Transferring the execution steps from the batch execution to BigQuery provides the following benefits:
Data transfer between systems (Dataprep, Dataflow, GCS, etc.) is minimized. Only recipe and associated metadata is transferred, but everything else remains in BigQuery. When running a job fully in BigQuery, your data never leaves BigQuery
Recipe steps are converted into SQL that is understandable and native to BigQuery. Execution times can be much faster.
Depending on your environment, the total cost of executing the job may be lower in BigQuery.
For jobs that are executed in BigQuery, you can optionally enable the execution of the visual profile in BigQuery, too. This option is enabled for individual flows. For more information, see Flow Optimization Settings Dialog.
A project owner must enable the following features in the project:
Logical and physical optimization of jobs
For more information, see Dataprep Project Settings Page.
For individual flows, all general and BigQuery optimizations must be enabled. For more information, see Flow Optimization Settings Dialog.
When executing with BigQuery, recipe steps in Trifacta are converted to SQL, executed on the source data and written into temporary tables, before being output to the defined output table.
You will see a notification on your Run Job page indicating if BigQuery execution is enabled and is being used.
If all recipe steps and Wrangle are translatable to SQL, then Full Execution on BigQuery mode is used.
If some steps are not translatable to SQL, then only the translatable steps are executed on BigQuery, while the rest are executed on Dataflow in a Hybrid Execution mode.

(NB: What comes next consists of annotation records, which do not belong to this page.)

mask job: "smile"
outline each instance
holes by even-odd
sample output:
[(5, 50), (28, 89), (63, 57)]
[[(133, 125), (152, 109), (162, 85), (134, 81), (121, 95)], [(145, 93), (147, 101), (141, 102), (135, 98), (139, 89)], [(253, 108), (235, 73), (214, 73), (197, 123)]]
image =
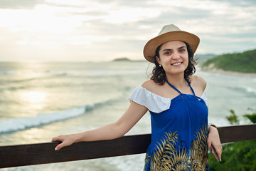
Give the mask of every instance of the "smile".
[(171, 66), (179, 66), (181, 65), (182, 62), (179, 62), (179, 63), (174, 63), (173, 64), (171, 64)]

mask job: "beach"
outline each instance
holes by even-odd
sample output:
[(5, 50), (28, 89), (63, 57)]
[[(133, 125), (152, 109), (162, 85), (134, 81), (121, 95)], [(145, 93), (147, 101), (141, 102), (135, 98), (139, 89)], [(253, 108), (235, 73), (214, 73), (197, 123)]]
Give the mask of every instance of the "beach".
[[(147, 62), (0, 63), (0, 145), (50, 142), (53, 137), (117, 120), (137, 86), (149, 79)], [(229, 125), (233, 109), (255, 109), (256, 76), (206, 72), (210, 123)], [(150, 133), (149, 113), (127, 135)], [(142, 170), (145, 154), (0, 170)]]

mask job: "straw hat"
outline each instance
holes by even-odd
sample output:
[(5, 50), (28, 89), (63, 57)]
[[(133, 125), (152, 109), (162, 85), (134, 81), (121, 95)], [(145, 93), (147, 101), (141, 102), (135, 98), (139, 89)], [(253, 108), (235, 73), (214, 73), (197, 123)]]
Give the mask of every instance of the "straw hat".
[(200, 42), (197, 36), (181, 31), (174, 24), (166, 25), (163, 27), (156, 37), (149, 41), (145, 45), (143, 51), (145, 58), (149, 62), (154, 63), (157, 47), (171, 41), (181, 41), (187, 43), (194, 53)]

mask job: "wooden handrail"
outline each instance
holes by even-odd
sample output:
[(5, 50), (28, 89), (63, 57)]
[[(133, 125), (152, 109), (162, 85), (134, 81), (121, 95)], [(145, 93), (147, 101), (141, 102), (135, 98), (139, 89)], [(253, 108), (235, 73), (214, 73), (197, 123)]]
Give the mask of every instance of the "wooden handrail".
[[(220, 127), (222, 143), (256, 139), (256, 124)], [(0, 146), (0, 168), (144, 153), (151, 134), (81, 142), (55, 151), (59, 142)]]

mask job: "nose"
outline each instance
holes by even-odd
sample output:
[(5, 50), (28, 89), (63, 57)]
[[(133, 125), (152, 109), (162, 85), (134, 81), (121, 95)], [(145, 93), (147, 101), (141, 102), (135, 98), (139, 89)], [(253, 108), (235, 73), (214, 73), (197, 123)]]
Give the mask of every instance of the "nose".
[(172, 56), (172, 59), (174, 59), (174, 60), (176, 60), (176, 59), (178, 59), (180, 58), (180, 56), (179, 56), (179, 53), (176, 51), (176, 52), (174, 52), (174, 55)]

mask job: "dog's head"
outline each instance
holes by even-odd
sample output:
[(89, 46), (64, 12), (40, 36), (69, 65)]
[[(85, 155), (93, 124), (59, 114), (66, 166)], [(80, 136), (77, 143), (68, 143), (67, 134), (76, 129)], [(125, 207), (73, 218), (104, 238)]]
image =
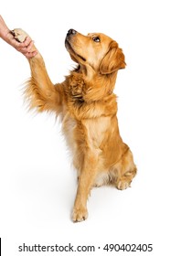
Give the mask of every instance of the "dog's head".
[(104, 34), (91, 33), (83, 36), (69, 29), (65, 45), (74, 61), (86, 69), (90, 67), (95, 73), (112, 74), (125, 68), (122, 50), (114, 40)]

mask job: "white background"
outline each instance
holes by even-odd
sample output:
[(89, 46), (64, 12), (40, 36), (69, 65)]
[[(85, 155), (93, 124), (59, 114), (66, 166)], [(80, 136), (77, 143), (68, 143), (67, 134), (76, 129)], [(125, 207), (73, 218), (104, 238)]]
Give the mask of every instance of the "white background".
[[(169, 1), (9, 1), (0, 12), (8, 27), (22, 27), (35, 40), (53, 82), (72, 69), (64, 47), (69, 28), (102, 32), (122, 48), (120, 70), (121, 134), (134, 155), (138, 175), (132, 188), (93, 189), (88, 220), (74, 224), (70, 213), (76, 173), (55, 116), (27, 112), (22, 83), (30, 75), (20, 53), (0, 40), (0, 237), (3, 256), (26, 244), (95, 245), (152, 243), (167, 255), (169, 221)], [(74, 255), (113, 255), (96, 252)], [(39, 253), (39, 255), (53, 253)], [(72, 255), (65, 252), (62, 255)], [(115, 255), (130, 255), (120, 252)], [(37, 254), (34, 254), (37, 255)], [(58, 252), (58, 254), (61, 255)]]

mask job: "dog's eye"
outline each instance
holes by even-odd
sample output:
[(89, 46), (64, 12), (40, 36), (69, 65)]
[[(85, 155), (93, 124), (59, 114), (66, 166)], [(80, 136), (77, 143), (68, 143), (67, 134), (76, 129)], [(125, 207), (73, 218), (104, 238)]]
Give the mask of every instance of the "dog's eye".
[(93, 39), (93, 41), (96, 42), (96, 43), (101, 42), (101, 39), (100, 39), (99, 37), (92, 37), (92, 39)]

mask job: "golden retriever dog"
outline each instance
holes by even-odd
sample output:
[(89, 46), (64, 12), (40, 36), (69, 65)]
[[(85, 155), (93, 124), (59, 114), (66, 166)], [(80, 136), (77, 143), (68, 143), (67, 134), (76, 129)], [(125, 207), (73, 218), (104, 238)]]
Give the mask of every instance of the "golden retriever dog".
[[(21, 42), (27, 36), (22, 29), (12, 33)], [(125, 189), (136, 175), (136, 166), (129, 146), (120, 136), (112, 92), (118, 70), (126, 65), (122, 50), (101, 33), (84, 36), (74, 29), (68, 31), (65, 46), (77, 68), (62, 83), (54, 85), (37, 52), (28, 59), (31, 78), (26, 96), (31, 108), (61, 117), (78, 173), (72, 211), (72, 220), (77, 222), (88, 218), (87, 200), (93, 187), (110, 184)]]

For jobs executed in BigQuery, profiling jobs may also be executed in BigQuery.
An Optimization summary (enabled/disabled) for the job can be viewed on the Job Details page in the right panel.
You can also view the output and executed statements directly on BigQuery by clicking on the button 'View on BigQuery' under Job Details.
Beginning v8.11, data sources from BigQuery support sampling via BigQuery execution. BigQuery sampling is limited to full scan samples, as quick scan uses the Trifacta Photon execution.
The following sampling types are supported for execution in BigQuery:
Note: Flows with GCS sources and BigQuery targets can use BigQuery execution for job execution, but cannot use BigQuery execution for sampling.
Note that some transformations and functions are not currently supported for execution in BigQuery. Upserts are also not supported for full execution in BigQuery. For more information on limitations and the unsupported transformations, read this documentation guide.
Beginning v8.9, imported datasets created with customer SQL are supported for execution in the BigQuery running environment. For more information, see BigQuery Running Environment.
Full execution for GCS files
When enabled, jobs that are sourced from files on Google Cloud Storage can be executed in BigQuery when all of the requirements for BigQuery execution are met. By default, this setting is enabled.